Je crois même qu’il nous fatiguait déjà avant d’être élu. Son Kärcher, son croc de boucher, sa quête éperdue du pouvoir, c’était déjà usant. Une fois entré à l’Élysée, il ne nous a pas laissés respirer une seconde. Accélération permanente. Pas le temps de reprendre son souffle. Le Fouquet’s, le Paloma, le retour de Cécilia, le départ de Cécilia, son divorce, ses week-ends à Euro Disney, ses vacances à Petra, son remariage avec Carla, la naissance de Giulia, Jacques Séguéla (et sa Rolex), la crise financière, la crise économique, la crise sociale, ses 240 déplacements en province et à l’étranger, la présidence de l’Europe, le feuilleton géorgien, les infirmières bulgares, la libération d’Ingrid Betancourt, Kadhafi sous sa tente à Paris, le tyran syrien Assad sur les Champs-Élysées, l’intervention en Libye, la Côte d’Ivoire, les élections municipales, régionales, cantonales, sénatoriales… Et puis Rama, Rachida, Fadela, son ministère de l’Identité nationale, ses tests ADN, son bouclier fiscal, Éric Besson, les blagues auvergnates d’Hortefeux, sa réforme des retraites, des millions de personnes dans les rues, ses heures sup défiscalisées, son service minimum, ses grèves (que lui seul « ne voit pas »), son Angela, son Prince Jean à l’Epad, son Grenelle de l’Environnement, ses peines planchers, son « casse-toi pauv’ con ! », sa réforme des universités, sa laïcité positive, les Bettencourt, l’affaire Karachi, Bourgi, Gaubert, Takieddine, le procureur Courroye, Éric Woerth, Copé au fond de la piscine, sa DCRI, ses « fadettes », ses fadaises sur la dette, ses discours de Dakar et de Grenoble, son CAC 40, Proglio, Parisot, Nadine Morano.
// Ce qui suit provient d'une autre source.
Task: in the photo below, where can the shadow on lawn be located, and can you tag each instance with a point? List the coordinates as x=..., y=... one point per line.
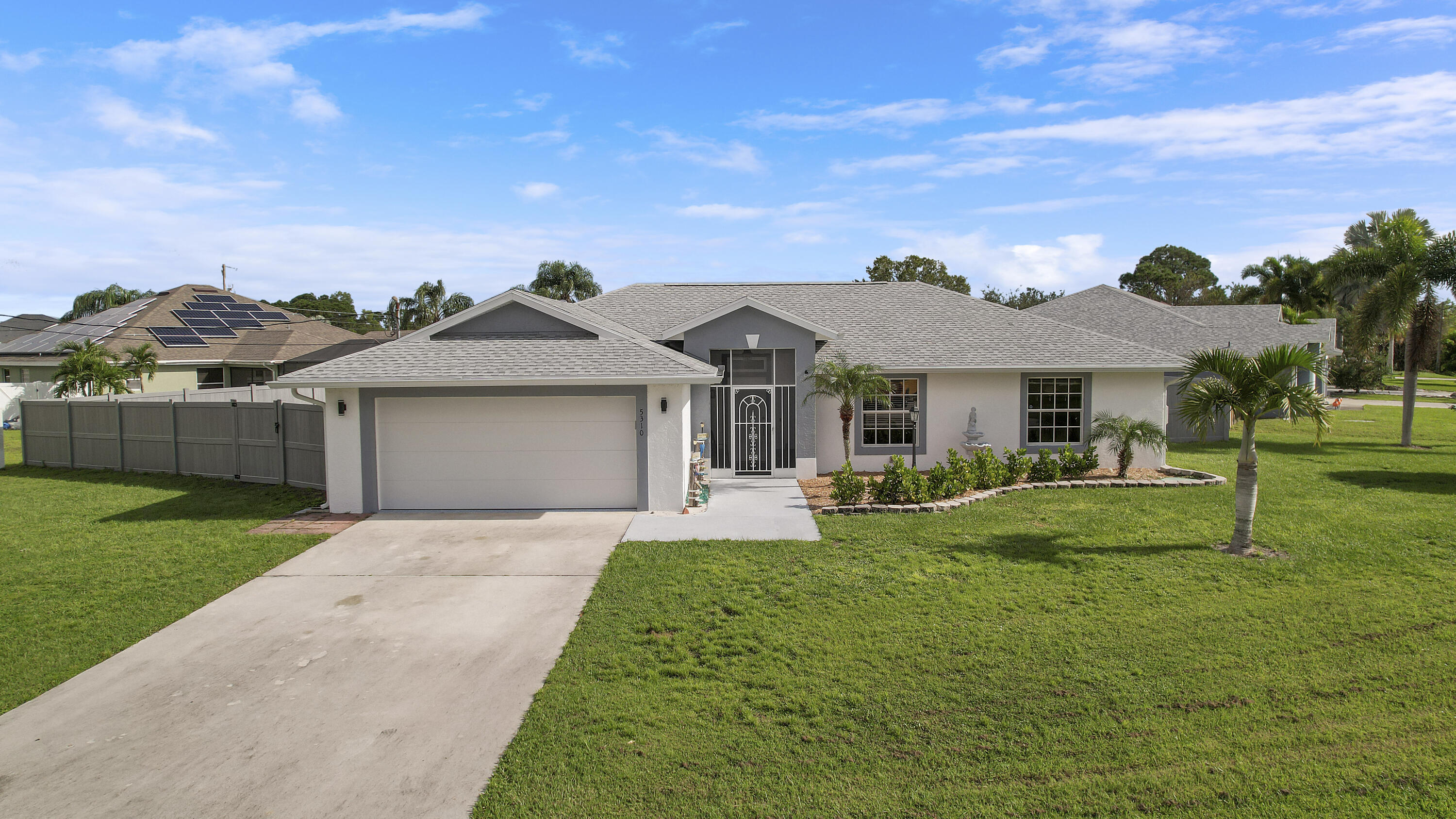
x=1429, y=483
x=201, y=499
x=1053, y=550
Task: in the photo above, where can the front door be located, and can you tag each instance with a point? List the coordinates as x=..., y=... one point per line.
x=753, y=432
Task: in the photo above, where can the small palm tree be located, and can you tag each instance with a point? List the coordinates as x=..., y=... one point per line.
x=1125, y=434
x=88, y=369
x=568, y=282
x=836, y=378
x=142, y=359
x=1216, y=382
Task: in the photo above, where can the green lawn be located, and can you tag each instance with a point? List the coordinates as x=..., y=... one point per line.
x=1081, y=653
x=94, y=562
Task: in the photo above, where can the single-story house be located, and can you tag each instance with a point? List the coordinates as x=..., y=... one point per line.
x=204, y=338
x=529, y=402
x=1184, y=330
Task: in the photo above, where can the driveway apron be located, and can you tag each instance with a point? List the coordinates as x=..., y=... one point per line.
x=379, y=674
x=739, y=509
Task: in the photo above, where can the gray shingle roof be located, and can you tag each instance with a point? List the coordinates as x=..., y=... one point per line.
x=418, y=357
x=1181, y=331
x=900, y=325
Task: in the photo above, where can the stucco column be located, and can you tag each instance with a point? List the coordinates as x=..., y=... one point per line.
x=341, y=451
x=669, y=436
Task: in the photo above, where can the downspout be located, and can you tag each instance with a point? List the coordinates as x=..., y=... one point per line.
x=300, y=397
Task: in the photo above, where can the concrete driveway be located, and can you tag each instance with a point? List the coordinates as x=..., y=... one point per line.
x=379, y=674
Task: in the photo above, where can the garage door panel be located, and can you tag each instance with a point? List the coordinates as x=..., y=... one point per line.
x=513, y=466
x=558, y=452
x=484, y=410
x=507, y=436
x=509, y=495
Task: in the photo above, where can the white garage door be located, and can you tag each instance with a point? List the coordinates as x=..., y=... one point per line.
x=567, y=452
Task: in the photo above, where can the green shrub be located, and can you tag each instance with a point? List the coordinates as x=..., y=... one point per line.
x=1046, y=468
x=989, y=473
x=846, y=487
x=943, y=483
x=890, y=487
x=1356, y=372
x=1017, y=466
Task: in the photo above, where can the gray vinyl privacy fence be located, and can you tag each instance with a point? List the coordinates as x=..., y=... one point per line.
x=263, y=444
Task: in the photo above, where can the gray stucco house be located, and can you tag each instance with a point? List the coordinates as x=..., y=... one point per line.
x=528, y=402
x=1183, y=330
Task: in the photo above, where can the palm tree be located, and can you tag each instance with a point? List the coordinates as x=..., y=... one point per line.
x=1288, y=280
x=1125, y=434
x=1398, y=266
x=88, y=369
x=568, y=282
x=1216, y=382
x=848, y=384
x=142, y=359
x=94, y=302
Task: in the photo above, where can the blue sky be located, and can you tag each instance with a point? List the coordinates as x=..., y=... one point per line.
x=1049, y=143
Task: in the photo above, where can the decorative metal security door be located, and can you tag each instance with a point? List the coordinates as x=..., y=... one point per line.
x=753, y=432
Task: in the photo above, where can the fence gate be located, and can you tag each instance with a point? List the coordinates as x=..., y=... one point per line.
x=257, y=442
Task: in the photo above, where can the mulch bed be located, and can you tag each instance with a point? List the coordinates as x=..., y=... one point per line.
x=309, y=524
x=817, y=490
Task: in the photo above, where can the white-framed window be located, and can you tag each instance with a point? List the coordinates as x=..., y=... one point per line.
x=1055, y=410
x=886, y=419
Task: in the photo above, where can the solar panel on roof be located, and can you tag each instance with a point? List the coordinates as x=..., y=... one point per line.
x=177, y=337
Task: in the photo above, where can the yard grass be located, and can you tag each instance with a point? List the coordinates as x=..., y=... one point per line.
x=94, y=562
x=1055, y=653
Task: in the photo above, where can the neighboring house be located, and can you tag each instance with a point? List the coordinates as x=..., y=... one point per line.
x=528, y=402
x=1183, y=330
x=204, y=338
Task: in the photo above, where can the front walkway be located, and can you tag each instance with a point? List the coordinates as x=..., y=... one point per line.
x=739, y=509
x=379, y=674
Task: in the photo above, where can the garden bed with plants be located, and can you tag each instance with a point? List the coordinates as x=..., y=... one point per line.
x=966, y=480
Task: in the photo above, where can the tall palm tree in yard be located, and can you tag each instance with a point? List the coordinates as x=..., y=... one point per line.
x=88, y=369
x=1125, y=434
x=848, y=384
x=142, y=360
x=1398, y=266
x=568, y=282
x=1216, y=382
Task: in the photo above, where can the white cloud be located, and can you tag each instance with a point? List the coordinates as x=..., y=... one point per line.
x=535, y=190
x=894, y=117
x=1404, y=117
x=711, y=31
x=215, y=56
x=1406, y=31
x=121, y=117
x=900, y=162
x=1072, y=260
x=314, y=108
x=544, y=137
x=979, y=167
x=702, y=150
x=1050, y=206
x=728, y=212
x=21, y=62
x=593, y=53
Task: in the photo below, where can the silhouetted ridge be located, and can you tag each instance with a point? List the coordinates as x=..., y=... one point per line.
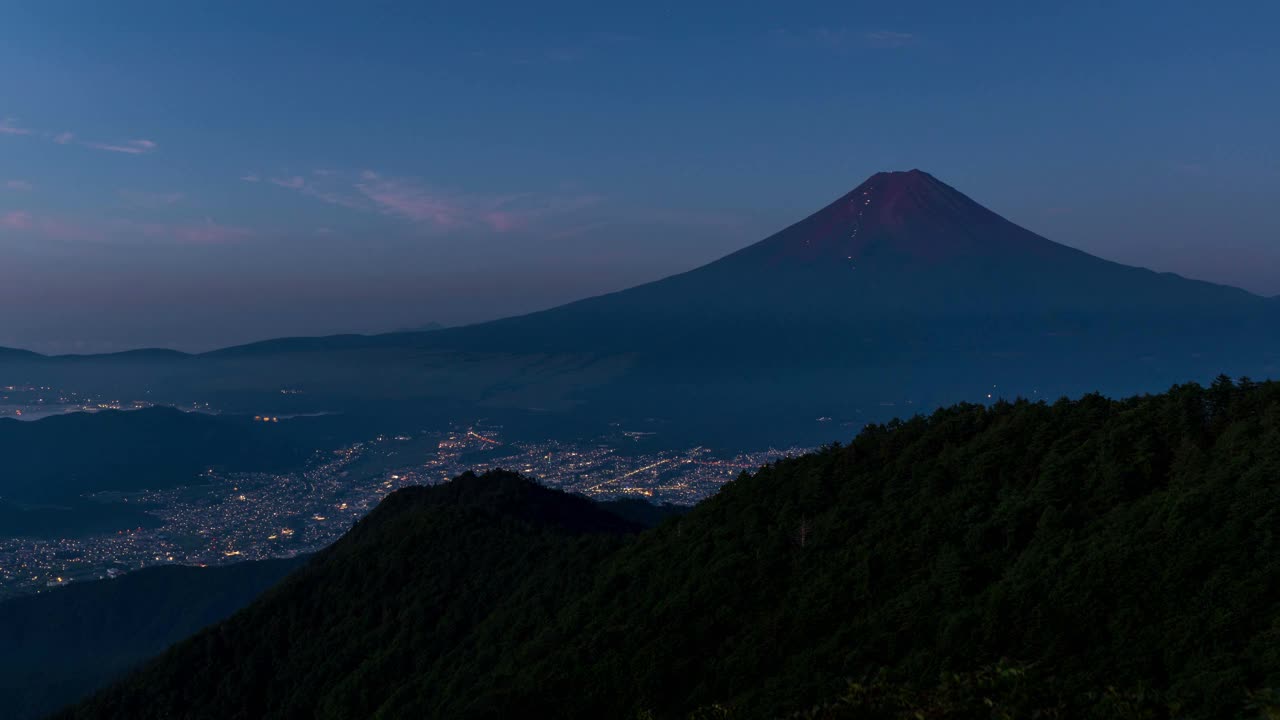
x=1115, y=551
x=504, y=495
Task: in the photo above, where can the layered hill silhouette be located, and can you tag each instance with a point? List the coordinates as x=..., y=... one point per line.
x=1082, y=559
x=904, y=292
x=71, y=641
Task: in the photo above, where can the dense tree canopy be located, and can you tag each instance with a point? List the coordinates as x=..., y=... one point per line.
x=1088, y=557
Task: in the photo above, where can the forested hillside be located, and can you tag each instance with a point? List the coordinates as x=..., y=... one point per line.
x=67, y=642
x=1089, y=557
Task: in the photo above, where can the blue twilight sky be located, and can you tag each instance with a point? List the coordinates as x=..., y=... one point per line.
x=193, y=174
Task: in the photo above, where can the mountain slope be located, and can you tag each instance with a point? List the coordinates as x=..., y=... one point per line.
x=65, y=643
x=1104, y=543
x=901, y=294
x=62, y=456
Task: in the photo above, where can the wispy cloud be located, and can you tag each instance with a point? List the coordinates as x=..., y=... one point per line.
x=429, y=206
x=128, y=146
x=142, y=199
x=208, y=232
x=50, y=228
x=122, y=231
x=440, y=209
x=292, y=182
x=140, y=146
x=9, y=126
x=16, y=220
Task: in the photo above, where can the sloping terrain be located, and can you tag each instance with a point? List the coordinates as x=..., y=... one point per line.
x=1124, y=551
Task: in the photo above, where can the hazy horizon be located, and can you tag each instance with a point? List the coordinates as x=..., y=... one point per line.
x=188, y=178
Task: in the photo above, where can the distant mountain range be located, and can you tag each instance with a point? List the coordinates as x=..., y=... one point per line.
x=1080, y=559
x=65, y=643
x=903, y=294
x=50, y=464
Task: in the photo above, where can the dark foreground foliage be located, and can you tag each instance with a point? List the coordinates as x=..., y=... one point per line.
x=1082, y=559
x=68, y=642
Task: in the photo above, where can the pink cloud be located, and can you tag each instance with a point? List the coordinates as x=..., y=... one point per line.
x=128, y=146
x=123, y=231
x=51, y=228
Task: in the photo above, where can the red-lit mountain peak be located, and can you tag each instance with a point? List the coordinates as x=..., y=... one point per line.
x=899, y=217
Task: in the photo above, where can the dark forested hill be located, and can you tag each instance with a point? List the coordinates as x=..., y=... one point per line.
x=71, y=641
x=1091, y=557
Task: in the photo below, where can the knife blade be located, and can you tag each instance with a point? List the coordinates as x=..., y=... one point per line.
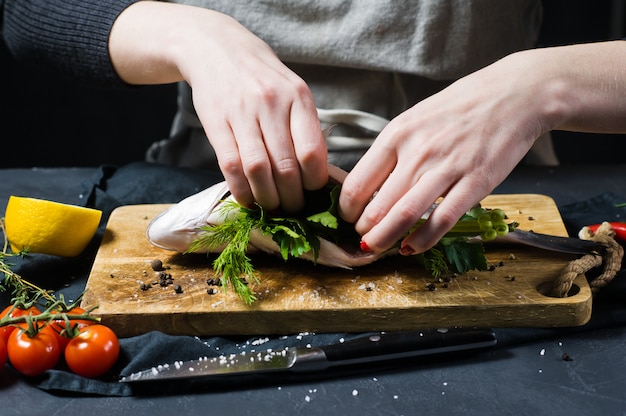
x=559, y=244
x=366, y=349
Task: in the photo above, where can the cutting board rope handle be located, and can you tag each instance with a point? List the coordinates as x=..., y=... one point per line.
x=611, y=260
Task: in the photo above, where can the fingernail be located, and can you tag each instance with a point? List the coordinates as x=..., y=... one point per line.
x=407, y=250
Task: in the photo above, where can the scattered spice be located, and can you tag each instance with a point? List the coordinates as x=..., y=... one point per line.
x=157, y=265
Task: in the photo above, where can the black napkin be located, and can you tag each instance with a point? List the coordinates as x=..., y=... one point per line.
x=140, y=183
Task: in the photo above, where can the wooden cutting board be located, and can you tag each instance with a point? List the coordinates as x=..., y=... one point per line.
x=297, y=296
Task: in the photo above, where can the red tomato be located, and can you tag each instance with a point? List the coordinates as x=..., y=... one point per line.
x=58, y=325
x=3, y=354
x=32, y=356
x=5, y=331
x=93, y=352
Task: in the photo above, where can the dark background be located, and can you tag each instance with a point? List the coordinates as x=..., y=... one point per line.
x=48, y=120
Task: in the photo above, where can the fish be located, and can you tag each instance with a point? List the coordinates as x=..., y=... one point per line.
x=176, y=228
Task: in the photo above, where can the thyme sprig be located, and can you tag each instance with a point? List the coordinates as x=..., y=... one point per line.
x=27, y=295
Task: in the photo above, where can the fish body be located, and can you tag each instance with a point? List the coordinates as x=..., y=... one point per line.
x=180, y=225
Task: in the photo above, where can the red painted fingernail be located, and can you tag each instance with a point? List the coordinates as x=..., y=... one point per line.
x=407, y=250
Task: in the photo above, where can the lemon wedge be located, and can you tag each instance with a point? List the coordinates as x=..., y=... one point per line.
x=47, y=227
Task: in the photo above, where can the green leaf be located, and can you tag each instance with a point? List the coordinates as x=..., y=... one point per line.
x=465, y=256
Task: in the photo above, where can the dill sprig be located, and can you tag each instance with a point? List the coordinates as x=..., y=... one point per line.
x=298, y=235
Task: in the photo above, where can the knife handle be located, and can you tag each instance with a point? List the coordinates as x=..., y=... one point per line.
x=392, y=345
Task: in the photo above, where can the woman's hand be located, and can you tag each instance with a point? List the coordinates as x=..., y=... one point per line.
x=258, y=115
x=462, y=142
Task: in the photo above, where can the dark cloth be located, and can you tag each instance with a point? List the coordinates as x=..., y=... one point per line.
x=110, y=187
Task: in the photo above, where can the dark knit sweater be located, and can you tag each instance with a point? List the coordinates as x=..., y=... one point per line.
x=69, y=36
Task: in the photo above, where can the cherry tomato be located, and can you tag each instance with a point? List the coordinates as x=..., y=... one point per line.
x=93, y=352
x=32, y=356
x=5, y=331
x=58, y=325
x=3, y=354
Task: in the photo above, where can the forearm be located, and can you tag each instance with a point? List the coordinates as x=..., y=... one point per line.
x=69, y=36
x=584, y=86
x=156, y=42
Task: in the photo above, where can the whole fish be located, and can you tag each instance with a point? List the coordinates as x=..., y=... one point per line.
x=180, y=225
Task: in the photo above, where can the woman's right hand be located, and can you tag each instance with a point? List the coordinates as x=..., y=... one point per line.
x=259, y=116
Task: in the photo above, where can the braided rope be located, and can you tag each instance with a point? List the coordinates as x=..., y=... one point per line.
x=611, y=261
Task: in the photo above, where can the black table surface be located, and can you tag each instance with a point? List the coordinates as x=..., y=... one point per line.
x=523, y=378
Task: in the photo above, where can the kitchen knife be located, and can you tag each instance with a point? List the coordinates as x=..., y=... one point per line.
x=366, y=349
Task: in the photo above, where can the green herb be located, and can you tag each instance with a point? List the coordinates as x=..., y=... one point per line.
x=297, y=235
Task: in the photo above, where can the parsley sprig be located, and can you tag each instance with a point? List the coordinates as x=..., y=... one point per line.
x=300, y=234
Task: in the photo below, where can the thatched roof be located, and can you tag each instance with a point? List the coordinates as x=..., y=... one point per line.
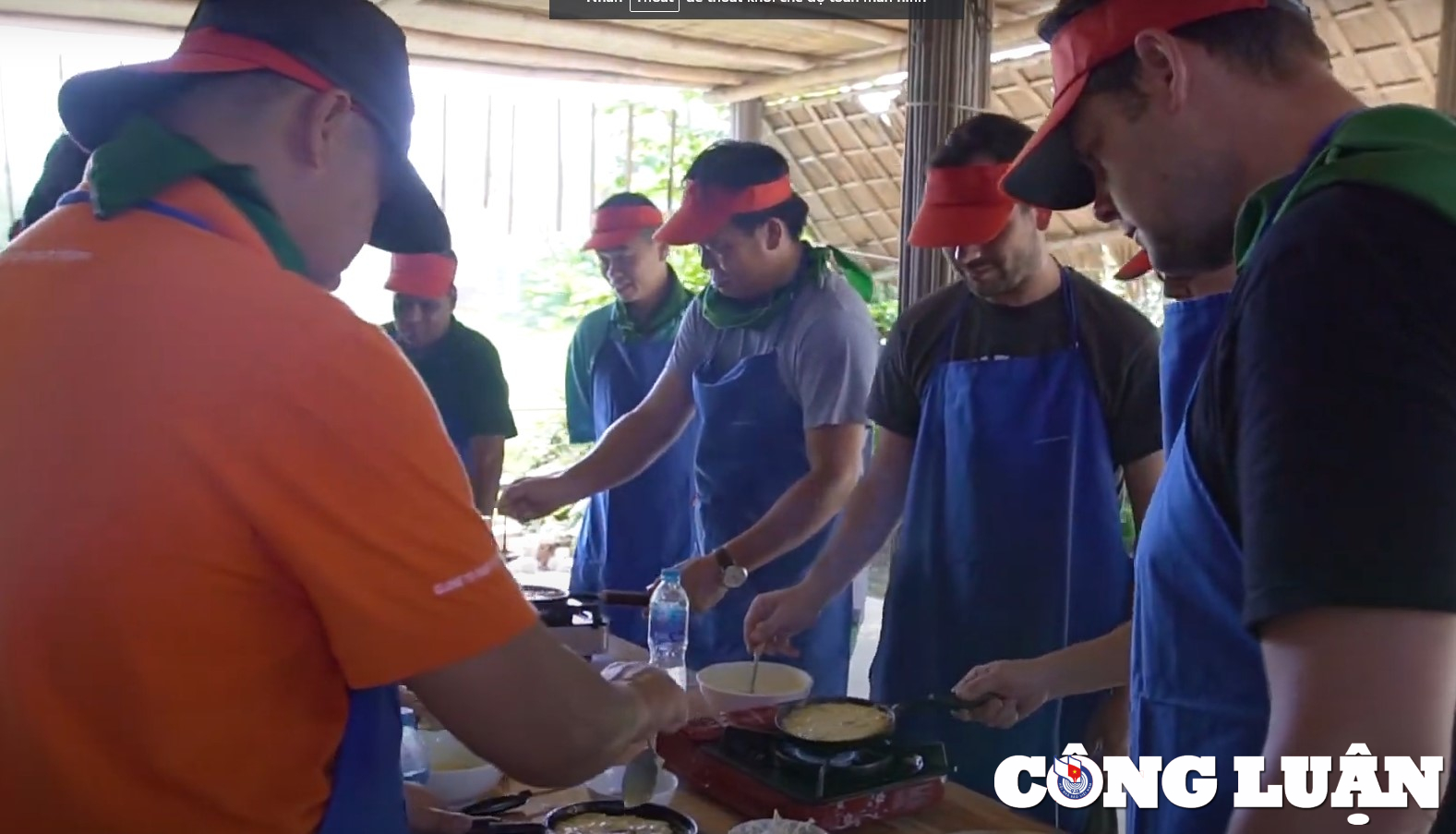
x=847, y=159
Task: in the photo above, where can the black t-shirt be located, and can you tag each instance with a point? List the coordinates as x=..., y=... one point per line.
x=1325, y=425
x=463, y=374
x=1118, y=343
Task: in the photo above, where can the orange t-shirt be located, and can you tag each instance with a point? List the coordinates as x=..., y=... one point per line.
x=224, y=501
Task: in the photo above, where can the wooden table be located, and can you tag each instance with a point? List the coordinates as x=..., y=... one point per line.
x=963, y=811
x=960, y=813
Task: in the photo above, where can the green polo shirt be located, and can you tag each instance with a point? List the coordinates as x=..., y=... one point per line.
x=608, y=322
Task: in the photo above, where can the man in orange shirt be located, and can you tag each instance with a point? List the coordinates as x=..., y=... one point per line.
x=230, y=520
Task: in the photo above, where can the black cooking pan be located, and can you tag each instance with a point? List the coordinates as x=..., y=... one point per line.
x=680, y=823
x=888, y=725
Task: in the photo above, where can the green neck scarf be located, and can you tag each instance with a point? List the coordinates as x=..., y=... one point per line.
x=666, y=315
x=727, y=313
x=148, y=159
x=1401, y=147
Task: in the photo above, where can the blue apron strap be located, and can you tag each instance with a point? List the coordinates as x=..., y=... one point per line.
x=82, y=195
x=368, y=788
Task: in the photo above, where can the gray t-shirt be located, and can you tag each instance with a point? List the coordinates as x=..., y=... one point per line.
x=827, y=350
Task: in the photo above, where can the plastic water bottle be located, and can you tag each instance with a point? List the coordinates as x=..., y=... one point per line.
x=668, y=626
x=414, y=760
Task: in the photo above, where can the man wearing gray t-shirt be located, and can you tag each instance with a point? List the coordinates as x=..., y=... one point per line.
x=777, y=357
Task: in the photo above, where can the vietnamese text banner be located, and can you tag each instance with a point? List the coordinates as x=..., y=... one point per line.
x=757, y=9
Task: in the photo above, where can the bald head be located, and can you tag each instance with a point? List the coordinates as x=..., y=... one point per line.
x=318, y=159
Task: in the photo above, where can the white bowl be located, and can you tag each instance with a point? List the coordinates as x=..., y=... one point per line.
x=456, y=775
x=608, y=785
x=775, y=826
x=726, y=686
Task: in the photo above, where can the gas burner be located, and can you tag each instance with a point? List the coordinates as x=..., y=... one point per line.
x=863, y=761
x=750, y=768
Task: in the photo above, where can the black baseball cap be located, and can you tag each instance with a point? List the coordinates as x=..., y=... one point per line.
x=65, y=169
x=1049, y=172
x=322, y=44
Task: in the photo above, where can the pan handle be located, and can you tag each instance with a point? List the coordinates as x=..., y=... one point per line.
x=638, y=598
x=948, y=702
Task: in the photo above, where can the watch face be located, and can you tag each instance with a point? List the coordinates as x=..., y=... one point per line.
x=734, y=576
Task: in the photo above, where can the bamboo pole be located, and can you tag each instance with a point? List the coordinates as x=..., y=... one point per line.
x=1006, y=37
x=746, y=120
x=948, y=80
x=671, y=156
x=1446, y=61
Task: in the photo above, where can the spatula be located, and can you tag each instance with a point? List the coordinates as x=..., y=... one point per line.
x=640, y=779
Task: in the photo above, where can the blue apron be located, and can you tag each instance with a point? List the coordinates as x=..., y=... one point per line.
x=752, y=452
x=1011, y=548
x=635, y=530
x=368, y=789
x=1197, y=682
x=1188, y=329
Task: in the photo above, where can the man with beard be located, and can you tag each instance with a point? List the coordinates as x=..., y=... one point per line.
x=776, y=357
x=459, y=366
x=1296, y=578
x=630, y=533
x=1012, y=406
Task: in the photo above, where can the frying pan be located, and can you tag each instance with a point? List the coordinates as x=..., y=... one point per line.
x=544, y=596
x=888, y=712
x=680, y=823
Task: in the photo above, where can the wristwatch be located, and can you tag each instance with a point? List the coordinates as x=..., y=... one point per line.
x=734, y=575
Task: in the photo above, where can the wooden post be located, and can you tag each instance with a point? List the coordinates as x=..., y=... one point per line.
x=946, y=80
x=746, y=120
x=1446, y=60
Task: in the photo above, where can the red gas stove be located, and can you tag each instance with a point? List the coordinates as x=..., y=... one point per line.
x=744, y=763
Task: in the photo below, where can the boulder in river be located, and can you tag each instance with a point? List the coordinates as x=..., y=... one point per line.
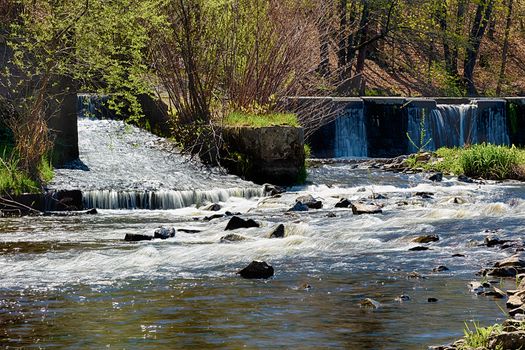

J’allais oublier les vacances de Michèle Alliot-Marie en Tunisie, les saillies crypto-lepénistes de Claude Guéant, sa TVA sociale, ses référendums sur les chômeurs et les immigrés. Pitié, on n’en peut plus ! Ce quinquennat nous a essorés, la France est exténuée.

Quand François Hollande a proposé aux Français d’être un candidat, puis un président « normal », on s’est d’abord moqué. N’avait-il donc rien compris à la nature profonde de la Ve République ? Les doctes commentateurs expliquaient qu’un président de la République, par définition, ne pouvait être « normal ». Qu’est-ce que ça veut dire, d’ailleurs, « normal » ? Conquérir et exercer le pouvoir suprême suppose au contraire une sacrée dose d’anormalité !

Et puis, on a commencé à le prendre au sérieux, le Corrézien. « Normal » signifiait-il « apaisé » ? Et si la France, après cinq années de sarkozysme et quatre années de crise, aspirait justement à l’apaisement, au calme, à la sérénité ? Mais non, nous répétait le cercle de la raison. Si vous n’avez pas aimé Nicolas Sarkozy, vous adorerez Dominique Strauss-Kahn. Entre ici, « DSK », candidat favori des élites financières (de gauche comme de droite) et des médias (de droite comme de gauche). Mais rien, bien sûr, ne se déroula comme prévu.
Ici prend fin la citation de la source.